It's Higgins, Sir
- Genre: comedy
- Running time: 30 minutes
- Country of origin: United States
- Language: English
- Syndicates: NBC
- Starring: Harry McNaughton
- Written by: Paul Harrison
- Directed by: Paul Harrison
- Original release: July 3 – September 25, 1951

= It's Higgins, Sir =

American radio comedy program

It's Higgins, Sir is a radio comedy program in the United States with Harry McNaughton as the title character. It had a limited run on NBC in 1951 as a summer replacement for The Bob Hope Show.

The program's premise was that among an American family's bequests from a British relative was a butler, Higgins. Episodes "focused on the attempts of the English butler to adjust to life in America and to his new employers, and of the family to adjust to having a butler."

Others in the cast besides McNaughton were Vinton Hayworth, Peggy Allenby, Charles Nevil, Pat Hosley, Denise Alexander, Ethel Wilson and Adelaide Klein. One website commented, "It's McNaughton that drives the programme with his fantastic comedic timing, and the rest of the cast does an amazing job in helping him to shine."

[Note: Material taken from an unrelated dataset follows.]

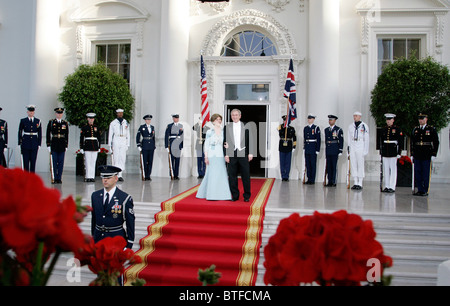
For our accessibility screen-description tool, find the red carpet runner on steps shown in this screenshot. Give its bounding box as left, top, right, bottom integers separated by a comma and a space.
125, 179, 274, 286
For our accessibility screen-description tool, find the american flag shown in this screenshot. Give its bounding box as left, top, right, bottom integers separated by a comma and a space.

Although Higgins didn't last beyond the summer of 1951, two subsequent television programs had links to the show. A website pointed out the connections: A year and a half later in 1953, NBC premiered the family sitcom, My Son Jeep, using the same musical score as Higgins and in one episode, it was mentioned that the Roberts family were neighbors to the Allison Family. More directly, [there was] Our Man Higgins starring Stanley Holloway as the butler to the McRoberts family.